Using three different methods to estimate the genetic diversity, the Tocher method (Figure 3) was able to separate the 12 ecotypes evaluated into a greater number of groups compared with UPGMA (Figure 4) or PCA (Figure 5) methods. Differences in the distribution of groups are a determining factor in the choice of parents and the difference in heterotic potential (Sant’Anna et al., 2021). Understanding genetic diversity available within naturally occurring ecotypes is important for a number of purposes, particularly genetic conservation and potential species improvement for desirable traits (Namazzi et al., 2020). Furthermore, by gaining more knowledge about the biological and ecological factors that can affect the distribution of genetic diversity among, and within, populations of a given species over time and space are fundamental for the successful implementation of management and conservation strategies (Liddell et al., 2020). This information is especially important for grasses from the Pampa biome, such as A. lateralis Nees, which is present in the upper stratum of the natural grasslands in southern Brazil (Barros et al., 2022). Methods that increase our knowledge of the extent of existing diversity within a species, combined with the understanding of biological and ecological factors that govern ecotype distribution, form the fundamental basis for the formulation of solid strategies for germplasm conservation. This information may also help identify in situ conservation sites and contribute to the formulation of sampling strategies for conservation collections ex situ, which require in-depth knowledge of the diversity and genetic structure of the species present (Falk and Holsinger, 1991; Hogbin and Peakall, 1999).

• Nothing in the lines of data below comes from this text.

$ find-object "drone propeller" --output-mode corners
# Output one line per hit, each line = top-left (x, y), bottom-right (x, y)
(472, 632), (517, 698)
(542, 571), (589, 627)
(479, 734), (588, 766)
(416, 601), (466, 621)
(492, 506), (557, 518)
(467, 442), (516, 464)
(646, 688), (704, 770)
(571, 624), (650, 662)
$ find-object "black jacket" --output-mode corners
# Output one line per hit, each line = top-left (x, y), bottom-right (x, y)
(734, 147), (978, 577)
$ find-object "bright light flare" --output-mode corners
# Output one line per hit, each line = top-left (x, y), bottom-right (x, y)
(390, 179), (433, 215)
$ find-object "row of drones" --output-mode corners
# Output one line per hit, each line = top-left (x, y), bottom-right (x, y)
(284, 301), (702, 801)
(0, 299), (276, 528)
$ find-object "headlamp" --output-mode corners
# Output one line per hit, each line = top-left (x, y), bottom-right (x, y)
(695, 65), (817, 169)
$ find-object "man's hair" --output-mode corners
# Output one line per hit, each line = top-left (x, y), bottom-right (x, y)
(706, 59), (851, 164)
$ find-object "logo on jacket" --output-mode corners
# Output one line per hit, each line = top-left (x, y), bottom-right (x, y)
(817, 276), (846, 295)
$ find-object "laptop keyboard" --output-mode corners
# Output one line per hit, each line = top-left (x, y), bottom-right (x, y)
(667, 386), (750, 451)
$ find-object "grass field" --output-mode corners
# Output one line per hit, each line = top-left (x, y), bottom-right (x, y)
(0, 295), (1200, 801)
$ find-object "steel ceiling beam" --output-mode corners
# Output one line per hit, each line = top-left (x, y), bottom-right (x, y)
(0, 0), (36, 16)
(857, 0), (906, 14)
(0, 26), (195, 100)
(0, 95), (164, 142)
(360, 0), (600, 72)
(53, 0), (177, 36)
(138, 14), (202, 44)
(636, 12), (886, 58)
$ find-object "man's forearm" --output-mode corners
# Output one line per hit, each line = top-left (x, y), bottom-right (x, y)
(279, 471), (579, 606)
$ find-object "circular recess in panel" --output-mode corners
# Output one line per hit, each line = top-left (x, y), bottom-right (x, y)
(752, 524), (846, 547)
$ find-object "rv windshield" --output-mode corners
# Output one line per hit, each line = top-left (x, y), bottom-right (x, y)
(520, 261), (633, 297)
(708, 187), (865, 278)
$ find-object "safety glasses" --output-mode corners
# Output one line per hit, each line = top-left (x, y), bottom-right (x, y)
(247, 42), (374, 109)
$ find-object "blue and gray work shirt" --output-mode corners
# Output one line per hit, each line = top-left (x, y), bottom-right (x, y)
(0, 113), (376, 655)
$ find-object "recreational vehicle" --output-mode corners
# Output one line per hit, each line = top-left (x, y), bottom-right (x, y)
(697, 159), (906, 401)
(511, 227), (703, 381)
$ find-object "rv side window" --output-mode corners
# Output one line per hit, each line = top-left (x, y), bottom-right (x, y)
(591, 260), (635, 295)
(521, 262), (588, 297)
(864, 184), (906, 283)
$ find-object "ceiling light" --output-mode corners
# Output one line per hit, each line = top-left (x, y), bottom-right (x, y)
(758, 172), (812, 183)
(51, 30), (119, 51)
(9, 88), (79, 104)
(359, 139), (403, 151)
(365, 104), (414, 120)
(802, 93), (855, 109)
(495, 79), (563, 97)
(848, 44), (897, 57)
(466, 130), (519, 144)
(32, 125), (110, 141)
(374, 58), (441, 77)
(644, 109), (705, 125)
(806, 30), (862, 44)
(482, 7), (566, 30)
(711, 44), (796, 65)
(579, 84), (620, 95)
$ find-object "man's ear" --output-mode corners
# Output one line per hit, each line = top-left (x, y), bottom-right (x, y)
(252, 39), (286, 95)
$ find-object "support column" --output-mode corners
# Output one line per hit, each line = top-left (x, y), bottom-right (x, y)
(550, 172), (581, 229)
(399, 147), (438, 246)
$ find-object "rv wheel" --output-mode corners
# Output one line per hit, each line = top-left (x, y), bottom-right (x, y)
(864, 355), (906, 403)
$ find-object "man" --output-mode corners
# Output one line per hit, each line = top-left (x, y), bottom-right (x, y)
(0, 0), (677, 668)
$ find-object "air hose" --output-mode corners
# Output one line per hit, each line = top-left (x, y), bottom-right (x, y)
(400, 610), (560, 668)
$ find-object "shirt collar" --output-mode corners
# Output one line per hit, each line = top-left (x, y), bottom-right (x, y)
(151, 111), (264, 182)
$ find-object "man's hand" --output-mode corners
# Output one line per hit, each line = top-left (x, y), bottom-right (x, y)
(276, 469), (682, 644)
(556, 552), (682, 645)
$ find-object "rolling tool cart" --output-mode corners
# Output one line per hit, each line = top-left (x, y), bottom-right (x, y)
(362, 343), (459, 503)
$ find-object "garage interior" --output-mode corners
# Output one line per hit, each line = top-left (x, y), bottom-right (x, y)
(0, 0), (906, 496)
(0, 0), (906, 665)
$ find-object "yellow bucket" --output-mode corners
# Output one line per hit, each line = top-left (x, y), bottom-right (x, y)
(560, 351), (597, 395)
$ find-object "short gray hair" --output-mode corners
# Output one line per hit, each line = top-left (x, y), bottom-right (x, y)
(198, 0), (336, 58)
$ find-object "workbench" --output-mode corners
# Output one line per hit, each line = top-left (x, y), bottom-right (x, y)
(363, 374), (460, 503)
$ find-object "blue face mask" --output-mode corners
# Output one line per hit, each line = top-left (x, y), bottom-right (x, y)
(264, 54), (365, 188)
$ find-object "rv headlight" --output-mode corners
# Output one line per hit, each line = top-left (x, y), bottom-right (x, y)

Overall, Tocher’s method gathers a large number of ecotypes in the first groups, mainly because it uses a single distance criterion, and the average within the groups is always lower than the average among the groups (Vasconcelos et al., 2007). The use of this technique in genetic diversity studies is important because it identifies genetically different genotypes and not just groups (Pereira et al., 2019). Correct quantification of genetic diversity by the UPGMA and Tocher’s method requires the most appropriate genetic dissimilarity matrix to be selected (Sant’Anna et al., 2021). Generally, in replicated experiments, the D2 is most commonly used. Quantification of the distance between genotypes allows an overview of the phenotypic similarities, which allows the interpretation of possible dissimilarities existing within all evaluated characteristics (Łopatyńska et al., 2021). Of the hierarchical methods, the cophenetic correlation coefficient (Figure 4) identified which dissimilarity matrix was most appropriate. It also lowered the distortion and stress, which minimized the deformation of the dendrogram. The PCA method has previously been used to characterize accessions within germplasm banks for species including Urochloa (Namazzi et al., 2020), Emmenopterys henryi Oliv (Niu et al., 2021), Passiflora spp. (Jesus et al., 2022), Pinus bungeana (Tian et al., 2022), Glycyrrhiza uralensis (Dang et al., 2022), and Zea mays L. (Badu-Apraku et al., 2021). This technique allows the most important traits for diversity studies and promising genotypes for crosses to be identified (Oliveira Neto et al., 2021).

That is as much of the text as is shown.